Cirrhosis is a chronic disorder of the liver. People with cirrhosis may develop hepatic encephalopathy, a condition which results in poor brain functioning. In some people, there are obvious clinical features of disturbed brain functioning (overt hepatic encephalopathy); these changes may be short-lived or persist for long periods of time. In other people, there are no obvious clinical changes but some aspects of brain function, such as attention and the ability to perform complex tasks are impaired when tested (minimal hepatic encephalopathy). The reason people develop hepatic encephalopathy is complex but changes in brain neurotransmitters, which are the chemical messengers which allow nerve cells to communicate with one another, may play a role. The neurotransmitter gamma aminobutyric acid (GABA) is responsible for slowing or inhibiting brain activity and is thought to play a particularly important role.
What is flumazenil?
Flumazenil is a medicine that acts on one of the GABA receptors in the brain to modify its effects on these specialised cells and so may benefit people with hepatic encephalopathy. It has to be given into a vein (intravenous) and its effects do not last for more than a few hours.
Review question
We investigated the use of flumazenil for the treatment of hepatic encephalopathy in people with cirrhosis by reviewing clinical trials in which people were randomly allocated to treatment with flumazenil or an inactive dummy/placebo or no specific intervention.
Search date
We searched medical databases and conducted manual searches in May 2017.
Study funding sources
Five of the included randomised clinical trials received support from pharmaceutical companies.
Study characteristics
We included 14 randomised clinical trials with 867 participants. All randomised clinical trials compared intravenous infusion of flumazenil versus an inactive placebo (dummy infusion, e.g. a salt solution). The duration of treatment ranged from 10 minutes to 72 hours.
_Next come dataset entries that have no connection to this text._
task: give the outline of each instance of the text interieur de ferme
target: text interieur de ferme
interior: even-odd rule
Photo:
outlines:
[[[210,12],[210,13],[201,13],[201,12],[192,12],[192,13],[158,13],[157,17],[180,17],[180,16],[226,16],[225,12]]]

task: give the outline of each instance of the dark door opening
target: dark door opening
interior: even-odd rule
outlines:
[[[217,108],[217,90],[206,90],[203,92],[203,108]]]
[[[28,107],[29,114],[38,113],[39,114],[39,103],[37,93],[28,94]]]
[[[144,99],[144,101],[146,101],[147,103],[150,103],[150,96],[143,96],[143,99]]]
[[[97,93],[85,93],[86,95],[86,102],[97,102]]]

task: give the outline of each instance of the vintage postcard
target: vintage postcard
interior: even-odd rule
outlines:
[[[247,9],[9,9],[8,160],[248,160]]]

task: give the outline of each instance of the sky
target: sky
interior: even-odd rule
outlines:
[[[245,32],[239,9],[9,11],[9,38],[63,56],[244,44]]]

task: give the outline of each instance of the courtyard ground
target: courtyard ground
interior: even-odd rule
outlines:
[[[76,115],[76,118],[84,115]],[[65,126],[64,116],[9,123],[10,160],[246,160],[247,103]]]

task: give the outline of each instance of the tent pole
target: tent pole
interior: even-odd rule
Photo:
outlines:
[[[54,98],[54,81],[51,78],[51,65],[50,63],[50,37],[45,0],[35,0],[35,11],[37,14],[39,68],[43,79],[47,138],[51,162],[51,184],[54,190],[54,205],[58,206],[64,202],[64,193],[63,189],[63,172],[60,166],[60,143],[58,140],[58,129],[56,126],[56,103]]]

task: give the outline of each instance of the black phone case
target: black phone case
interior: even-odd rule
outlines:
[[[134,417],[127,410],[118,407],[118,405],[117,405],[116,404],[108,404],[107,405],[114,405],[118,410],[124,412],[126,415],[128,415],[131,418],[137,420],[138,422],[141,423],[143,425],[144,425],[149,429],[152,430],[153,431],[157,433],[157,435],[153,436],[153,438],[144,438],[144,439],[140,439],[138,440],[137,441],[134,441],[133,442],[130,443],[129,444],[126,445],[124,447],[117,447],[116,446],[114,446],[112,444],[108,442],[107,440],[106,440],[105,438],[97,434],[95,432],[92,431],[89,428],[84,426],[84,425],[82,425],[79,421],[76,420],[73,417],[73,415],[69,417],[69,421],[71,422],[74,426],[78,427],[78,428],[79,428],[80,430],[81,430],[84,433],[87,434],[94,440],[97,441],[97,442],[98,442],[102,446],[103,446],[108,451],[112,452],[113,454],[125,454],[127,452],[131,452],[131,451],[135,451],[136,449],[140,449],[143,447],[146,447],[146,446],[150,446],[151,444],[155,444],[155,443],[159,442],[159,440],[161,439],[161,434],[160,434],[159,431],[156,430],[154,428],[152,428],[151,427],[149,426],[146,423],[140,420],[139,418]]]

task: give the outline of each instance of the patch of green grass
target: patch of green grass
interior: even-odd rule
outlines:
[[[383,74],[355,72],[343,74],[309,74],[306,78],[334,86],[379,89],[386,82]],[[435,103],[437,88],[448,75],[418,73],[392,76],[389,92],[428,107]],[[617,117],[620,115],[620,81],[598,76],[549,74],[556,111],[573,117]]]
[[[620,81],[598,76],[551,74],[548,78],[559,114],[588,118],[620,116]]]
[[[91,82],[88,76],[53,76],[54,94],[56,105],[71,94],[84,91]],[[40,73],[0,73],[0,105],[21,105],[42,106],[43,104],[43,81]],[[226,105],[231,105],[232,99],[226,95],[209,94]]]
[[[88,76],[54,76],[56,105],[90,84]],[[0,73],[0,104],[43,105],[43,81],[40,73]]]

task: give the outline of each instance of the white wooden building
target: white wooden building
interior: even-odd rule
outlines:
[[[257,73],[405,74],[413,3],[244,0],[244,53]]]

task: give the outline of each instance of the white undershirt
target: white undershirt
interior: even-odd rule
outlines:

Ten randomised clinical trials included participants with overt hepatic encephalopathy; three included participants with minimal hepatic encephalopathy; and one randomised clinical trial included participants with overt or minimal hepatic encephalopathy.
Key results
The analyses showed no effect of flumazenil on all-cause mortality (deaths of any cause) compared with placebo. People who received flumazenil were more likely to recover from their hepatic encephalopathy than people given a placebo. We found little information about serious side effects.
Quality of the evidence
Overall, the evidence for the effect of flumazenil on hepatic encephalopathy was of low quality; only one randomised clinical trial included had a low risk of bias.